Last week NSW signed up to the Gillard government’s proposed changes to school funding – a deal that would see a new funding model based on the Gonski review and an injection of A$5 billion into NSW schools…

The Gillard government’s Gonski reforms have a long way to go before reaching a school near you. AAP Image/Alan Porritt

Last week NSW signed up to the Gillard government’s proposed changes to school funding – a deal that would see a new funding model based on the Gonski review and an injection of A$5 billion into NSW schools.

But yesterday the Prime Minster announced a A$12 billion black hole in the budget, starting speculation about whether the new reforms were affordable.

In a speech in Canberra she said, “better school funding and school improvement would not be jeopardised.” But tightening budgets aren’t the only thing that could put school funding reform in danger.

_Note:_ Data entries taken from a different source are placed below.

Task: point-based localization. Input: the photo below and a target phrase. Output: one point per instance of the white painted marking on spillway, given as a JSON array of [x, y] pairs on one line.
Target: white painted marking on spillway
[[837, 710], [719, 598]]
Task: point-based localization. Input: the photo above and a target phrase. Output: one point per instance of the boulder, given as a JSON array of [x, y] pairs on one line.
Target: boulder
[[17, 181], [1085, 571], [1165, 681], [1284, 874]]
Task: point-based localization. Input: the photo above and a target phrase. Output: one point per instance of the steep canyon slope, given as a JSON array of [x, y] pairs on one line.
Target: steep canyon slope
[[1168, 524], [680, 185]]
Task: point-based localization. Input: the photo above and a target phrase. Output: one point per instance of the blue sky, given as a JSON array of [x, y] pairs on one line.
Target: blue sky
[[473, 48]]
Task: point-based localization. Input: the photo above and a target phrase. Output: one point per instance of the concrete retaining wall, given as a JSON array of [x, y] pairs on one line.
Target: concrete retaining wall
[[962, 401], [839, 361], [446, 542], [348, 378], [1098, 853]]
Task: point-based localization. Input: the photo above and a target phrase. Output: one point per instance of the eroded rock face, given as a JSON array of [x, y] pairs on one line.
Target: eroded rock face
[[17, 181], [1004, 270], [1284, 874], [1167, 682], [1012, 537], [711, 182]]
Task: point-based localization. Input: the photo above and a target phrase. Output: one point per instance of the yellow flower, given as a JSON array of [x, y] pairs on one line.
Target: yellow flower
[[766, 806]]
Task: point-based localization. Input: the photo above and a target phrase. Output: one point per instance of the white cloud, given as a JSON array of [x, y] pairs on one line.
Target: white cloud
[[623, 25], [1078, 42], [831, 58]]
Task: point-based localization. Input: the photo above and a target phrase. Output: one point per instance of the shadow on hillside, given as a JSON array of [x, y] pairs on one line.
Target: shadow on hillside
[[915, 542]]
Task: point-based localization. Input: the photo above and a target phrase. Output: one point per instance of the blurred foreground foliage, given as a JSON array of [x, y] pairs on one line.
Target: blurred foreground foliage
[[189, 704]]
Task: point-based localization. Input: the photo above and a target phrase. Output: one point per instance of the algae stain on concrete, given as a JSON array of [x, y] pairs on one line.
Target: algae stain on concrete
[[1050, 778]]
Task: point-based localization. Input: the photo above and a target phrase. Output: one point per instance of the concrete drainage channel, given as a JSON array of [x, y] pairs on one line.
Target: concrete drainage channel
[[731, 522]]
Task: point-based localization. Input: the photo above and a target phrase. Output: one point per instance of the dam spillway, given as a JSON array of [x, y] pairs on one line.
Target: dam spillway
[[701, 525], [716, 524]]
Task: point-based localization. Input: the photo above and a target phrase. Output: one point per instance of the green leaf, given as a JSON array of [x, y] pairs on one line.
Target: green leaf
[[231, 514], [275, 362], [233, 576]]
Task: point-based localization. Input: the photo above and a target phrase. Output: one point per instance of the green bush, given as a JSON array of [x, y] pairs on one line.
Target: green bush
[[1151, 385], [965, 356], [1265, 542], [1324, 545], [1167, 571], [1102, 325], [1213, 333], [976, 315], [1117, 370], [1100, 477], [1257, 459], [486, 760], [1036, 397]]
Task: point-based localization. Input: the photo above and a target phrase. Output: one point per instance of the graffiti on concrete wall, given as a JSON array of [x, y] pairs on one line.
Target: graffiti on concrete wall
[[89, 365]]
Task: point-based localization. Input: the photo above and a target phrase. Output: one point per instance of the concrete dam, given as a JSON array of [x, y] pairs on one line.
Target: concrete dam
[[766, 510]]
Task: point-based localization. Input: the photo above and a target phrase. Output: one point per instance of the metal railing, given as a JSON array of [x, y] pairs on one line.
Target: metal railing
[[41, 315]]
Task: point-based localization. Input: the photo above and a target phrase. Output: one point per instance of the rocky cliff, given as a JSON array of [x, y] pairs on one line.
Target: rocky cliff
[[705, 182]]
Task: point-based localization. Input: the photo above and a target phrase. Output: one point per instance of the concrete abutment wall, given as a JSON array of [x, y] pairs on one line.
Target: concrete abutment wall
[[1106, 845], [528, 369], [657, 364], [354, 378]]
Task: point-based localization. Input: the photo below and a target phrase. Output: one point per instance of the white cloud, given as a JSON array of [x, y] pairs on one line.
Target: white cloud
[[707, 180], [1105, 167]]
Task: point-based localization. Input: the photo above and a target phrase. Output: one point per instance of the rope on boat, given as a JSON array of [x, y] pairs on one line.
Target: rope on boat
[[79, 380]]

Since the Gonski review was publicly released almost two years ago, schools funding reform has had a bumpy ride. The dynamics of a federated political system, a knife-edge parliament and the cycles of elections, have all created uncertainty.

While one state has signed up, and more may do so, the future of the reforms remain unclear.

The review

The Gonski Review, the first major national review of school funding in almost 40 years, identified a number of issues with the current education system.

While Australia does well on some international measures, such as Programme for International Student Assessment or PISA tests, there are large gaps between students based on social background, ethnicity, race and where students live. Enduring structural issues, linked to poverty and divisions in provision, and inadequate and poorly targeted funding all contribute to this inequity.

The Gonski remedy was to substantially increase funding with boosted loadings to target schools serving disadvantaged students with high level needs.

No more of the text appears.